A Philippi informal settlement is facing a looming health crisis because of sewage from a blocked, overflowing drain.
A stream of stinking effluent runs through the homes of Siyangena. Residents say they have lived with the problem for almost three months.
Neighbourhood shacks have been swamped and the stench of human waste hangs over the area.
Residents like Sivuyile Ntshinga fear the outbreak of deadly water-borne diseases.
Mr Ntshinga moved into the area last year and fears it’s only a matter of time before the sewage starts seeping through his shack from the back.
He knows he will have to move then, but he doesn’t know where he will go.
Mr Ntshinga said the smell was worse in the morning, and, at times, it forced residents to keep their windows closed.
“The stench is inescapable. The faeces gets stuck on people’s doorsteps. We have requested the ward councillor several times to come and see this thing himself, but he told us that he is aware of this matter, and that is all.
“When one wakes up in the morning, the smell is too much. It seems like people living in informal settlements are forgotten communities. This area needs to be cleaned and serviced regularly.
“I was renting in Delft, and when I lost my job, I could not afford to pay the rent, and I decided to come and build a shack here.”
Mr Ntshinga said people feared their children might drown in the deluged area, and the stench had driven others out.
Community leader Elliot Goyiya moved into the area in June last year and shares his two-room shack with his wife and two children.
Their pleas for help had fallen on deaf ears, he said.
Now, as a last resort, the community planned to hire a generator to pump the effluent from their doorsteps. But the only way to solve the problem, he said, was to fix the drain.
Mayoral committee member for waste and water Xanthea Limberg said the settlement was on privately owned land, the result of an illegal land invasion in 2018. The land was unfit for human habitation so services could not be installed, even if the City was legally able to do so.
The most the City had been able to do in this case, she said, was install standpipes, toilets and refuse containers on adjacent land, but residents had made illegal connections to water sources on the edges of the settlement.
The combination of the illegal connections without drainage and recent rains was to blame for the flooding, she said.

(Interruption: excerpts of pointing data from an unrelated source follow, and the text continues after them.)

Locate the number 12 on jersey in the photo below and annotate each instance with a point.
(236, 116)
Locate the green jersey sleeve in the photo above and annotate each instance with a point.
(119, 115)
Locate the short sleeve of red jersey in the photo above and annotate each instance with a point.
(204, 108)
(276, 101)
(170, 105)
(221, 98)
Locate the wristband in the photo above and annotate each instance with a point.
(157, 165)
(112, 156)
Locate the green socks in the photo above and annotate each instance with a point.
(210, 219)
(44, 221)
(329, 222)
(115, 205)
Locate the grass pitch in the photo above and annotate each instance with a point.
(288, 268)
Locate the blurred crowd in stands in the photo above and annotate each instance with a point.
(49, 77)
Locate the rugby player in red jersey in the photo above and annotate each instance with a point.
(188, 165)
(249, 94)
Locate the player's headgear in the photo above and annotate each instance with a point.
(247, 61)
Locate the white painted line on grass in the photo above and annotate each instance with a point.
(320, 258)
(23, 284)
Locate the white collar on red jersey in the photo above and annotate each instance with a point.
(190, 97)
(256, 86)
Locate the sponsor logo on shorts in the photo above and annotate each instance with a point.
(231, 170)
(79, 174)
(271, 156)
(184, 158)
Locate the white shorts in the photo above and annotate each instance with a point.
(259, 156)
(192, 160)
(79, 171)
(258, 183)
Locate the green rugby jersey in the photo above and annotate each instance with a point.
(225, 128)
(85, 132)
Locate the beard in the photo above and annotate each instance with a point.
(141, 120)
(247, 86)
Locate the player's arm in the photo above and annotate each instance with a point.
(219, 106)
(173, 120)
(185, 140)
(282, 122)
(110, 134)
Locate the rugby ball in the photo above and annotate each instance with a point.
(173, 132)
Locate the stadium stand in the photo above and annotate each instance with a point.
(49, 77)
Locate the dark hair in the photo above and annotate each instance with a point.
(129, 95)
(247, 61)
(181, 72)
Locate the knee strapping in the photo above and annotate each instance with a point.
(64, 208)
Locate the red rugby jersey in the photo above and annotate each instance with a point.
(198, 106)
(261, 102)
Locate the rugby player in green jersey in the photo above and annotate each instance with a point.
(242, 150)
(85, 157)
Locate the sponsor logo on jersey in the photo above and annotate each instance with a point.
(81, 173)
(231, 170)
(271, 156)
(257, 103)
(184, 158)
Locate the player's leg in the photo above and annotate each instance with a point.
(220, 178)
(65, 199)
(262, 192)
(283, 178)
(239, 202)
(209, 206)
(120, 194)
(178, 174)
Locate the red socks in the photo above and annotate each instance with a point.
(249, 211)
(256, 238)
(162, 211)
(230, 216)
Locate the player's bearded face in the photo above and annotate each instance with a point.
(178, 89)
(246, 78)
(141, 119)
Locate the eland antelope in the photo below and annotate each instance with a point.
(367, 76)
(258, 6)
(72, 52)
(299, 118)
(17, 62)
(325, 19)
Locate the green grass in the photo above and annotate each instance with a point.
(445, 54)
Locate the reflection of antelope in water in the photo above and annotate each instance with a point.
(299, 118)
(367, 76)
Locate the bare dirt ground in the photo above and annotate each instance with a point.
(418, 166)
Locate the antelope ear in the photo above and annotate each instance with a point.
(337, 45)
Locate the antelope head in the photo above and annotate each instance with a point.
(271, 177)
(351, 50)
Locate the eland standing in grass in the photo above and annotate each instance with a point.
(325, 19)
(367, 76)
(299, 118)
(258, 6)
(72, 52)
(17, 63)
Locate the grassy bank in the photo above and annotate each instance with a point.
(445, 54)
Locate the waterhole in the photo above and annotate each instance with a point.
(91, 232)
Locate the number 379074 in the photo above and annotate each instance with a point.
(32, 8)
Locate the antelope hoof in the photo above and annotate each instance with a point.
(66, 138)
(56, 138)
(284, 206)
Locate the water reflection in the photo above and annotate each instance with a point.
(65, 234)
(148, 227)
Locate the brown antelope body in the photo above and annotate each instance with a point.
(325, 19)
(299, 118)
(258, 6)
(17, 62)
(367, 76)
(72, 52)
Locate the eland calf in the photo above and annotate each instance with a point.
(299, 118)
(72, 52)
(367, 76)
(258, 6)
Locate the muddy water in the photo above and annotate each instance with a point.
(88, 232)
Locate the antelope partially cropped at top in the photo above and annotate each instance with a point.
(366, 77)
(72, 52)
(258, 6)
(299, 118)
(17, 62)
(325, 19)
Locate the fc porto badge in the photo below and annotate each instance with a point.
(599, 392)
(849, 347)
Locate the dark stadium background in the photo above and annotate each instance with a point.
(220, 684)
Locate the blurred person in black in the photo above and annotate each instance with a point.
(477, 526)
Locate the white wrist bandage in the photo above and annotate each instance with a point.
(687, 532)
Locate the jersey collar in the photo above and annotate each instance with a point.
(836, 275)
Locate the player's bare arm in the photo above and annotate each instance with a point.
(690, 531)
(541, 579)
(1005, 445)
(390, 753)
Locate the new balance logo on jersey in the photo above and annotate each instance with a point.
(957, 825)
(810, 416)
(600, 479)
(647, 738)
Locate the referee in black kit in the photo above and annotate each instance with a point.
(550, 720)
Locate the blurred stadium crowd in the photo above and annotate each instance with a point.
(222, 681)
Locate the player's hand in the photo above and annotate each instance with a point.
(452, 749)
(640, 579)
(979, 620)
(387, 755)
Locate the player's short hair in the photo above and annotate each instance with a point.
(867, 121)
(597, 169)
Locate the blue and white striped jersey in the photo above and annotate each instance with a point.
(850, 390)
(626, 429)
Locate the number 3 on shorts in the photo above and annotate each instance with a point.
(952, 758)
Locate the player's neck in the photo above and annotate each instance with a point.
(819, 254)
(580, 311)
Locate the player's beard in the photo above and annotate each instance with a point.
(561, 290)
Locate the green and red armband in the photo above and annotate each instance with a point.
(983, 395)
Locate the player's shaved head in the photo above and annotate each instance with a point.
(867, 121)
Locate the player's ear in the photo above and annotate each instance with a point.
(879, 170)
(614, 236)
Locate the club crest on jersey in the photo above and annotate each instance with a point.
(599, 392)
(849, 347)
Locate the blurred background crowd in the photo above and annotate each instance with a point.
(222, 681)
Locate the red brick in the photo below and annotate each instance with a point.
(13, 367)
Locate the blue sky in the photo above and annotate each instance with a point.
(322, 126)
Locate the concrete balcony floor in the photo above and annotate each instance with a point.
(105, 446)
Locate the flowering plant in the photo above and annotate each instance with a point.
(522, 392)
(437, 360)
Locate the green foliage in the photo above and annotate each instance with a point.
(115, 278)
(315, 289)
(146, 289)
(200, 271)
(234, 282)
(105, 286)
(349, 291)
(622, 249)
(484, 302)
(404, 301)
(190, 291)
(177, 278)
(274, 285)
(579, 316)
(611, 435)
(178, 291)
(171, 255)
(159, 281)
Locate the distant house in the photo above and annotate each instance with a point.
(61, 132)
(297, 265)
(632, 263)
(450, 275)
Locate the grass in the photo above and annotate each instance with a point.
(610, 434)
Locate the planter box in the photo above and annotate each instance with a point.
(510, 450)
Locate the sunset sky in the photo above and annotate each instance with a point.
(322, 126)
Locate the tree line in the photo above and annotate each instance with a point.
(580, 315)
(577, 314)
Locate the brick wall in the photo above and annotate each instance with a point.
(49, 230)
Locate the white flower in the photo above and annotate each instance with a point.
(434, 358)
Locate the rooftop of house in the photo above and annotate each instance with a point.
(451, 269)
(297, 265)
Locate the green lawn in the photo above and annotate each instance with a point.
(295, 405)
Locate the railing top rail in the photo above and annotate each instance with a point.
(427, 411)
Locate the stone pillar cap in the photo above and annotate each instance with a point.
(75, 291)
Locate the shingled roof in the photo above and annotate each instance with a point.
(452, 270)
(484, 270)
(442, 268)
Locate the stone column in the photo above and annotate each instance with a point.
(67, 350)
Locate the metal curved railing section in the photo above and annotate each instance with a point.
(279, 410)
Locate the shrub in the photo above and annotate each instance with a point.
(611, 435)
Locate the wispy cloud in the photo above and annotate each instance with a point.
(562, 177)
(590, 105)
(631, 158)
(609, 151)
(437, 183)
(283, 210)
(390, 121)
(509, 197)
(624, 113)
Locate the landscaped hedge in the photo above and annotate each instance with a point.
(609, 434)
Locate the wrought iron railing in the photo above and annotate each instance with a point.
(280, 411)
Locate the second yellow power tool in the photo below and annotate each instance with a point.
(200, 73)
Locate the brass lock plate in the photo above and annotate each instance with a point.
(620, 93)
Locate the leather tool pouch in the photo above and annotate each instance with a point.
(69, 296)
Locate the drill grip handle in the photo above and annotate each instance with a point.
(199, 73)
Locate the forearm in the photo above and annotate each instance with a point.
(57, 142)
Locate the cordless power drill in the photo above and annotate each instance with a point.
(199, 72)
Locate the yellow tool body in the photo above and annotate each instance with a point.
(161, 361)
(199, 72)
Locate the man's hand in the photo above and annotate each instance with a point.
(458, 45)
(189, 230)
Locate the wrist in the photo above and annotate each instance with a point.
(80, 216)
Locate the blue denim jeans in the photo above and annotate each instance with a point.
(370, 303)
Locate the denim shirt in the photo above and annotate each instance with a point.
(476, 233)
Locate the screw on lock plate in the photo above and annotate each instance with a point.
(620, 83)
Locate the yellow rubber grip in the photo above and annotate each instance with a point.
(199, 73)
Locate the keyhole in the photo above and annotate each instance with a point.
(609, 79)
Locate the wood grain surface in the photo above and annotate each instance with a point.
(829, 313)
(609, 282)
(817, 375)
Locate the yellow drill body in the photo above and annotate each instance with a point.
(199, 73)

“The land was prone to flooding prior to the settlement being established.Officials from the water and waste directorate visited the site on Thursday last week, to perform a site inspection, and submitted requests to alleviate the conditions. The community leadership requested sand, which has been delivered by the City,” she said.
“Residents were directly engaged on how the illegal water connections exacerbate the drainage problems of the land itself. We appeal to residents to please refrain from establishing illegal water connections and illegally occupying land that is unsuitable for human habitation.”
Ward councillor Mboniswa Chitha said he had warned people not to build shacks in the area as it was a drainage pond unsuitable for habitation.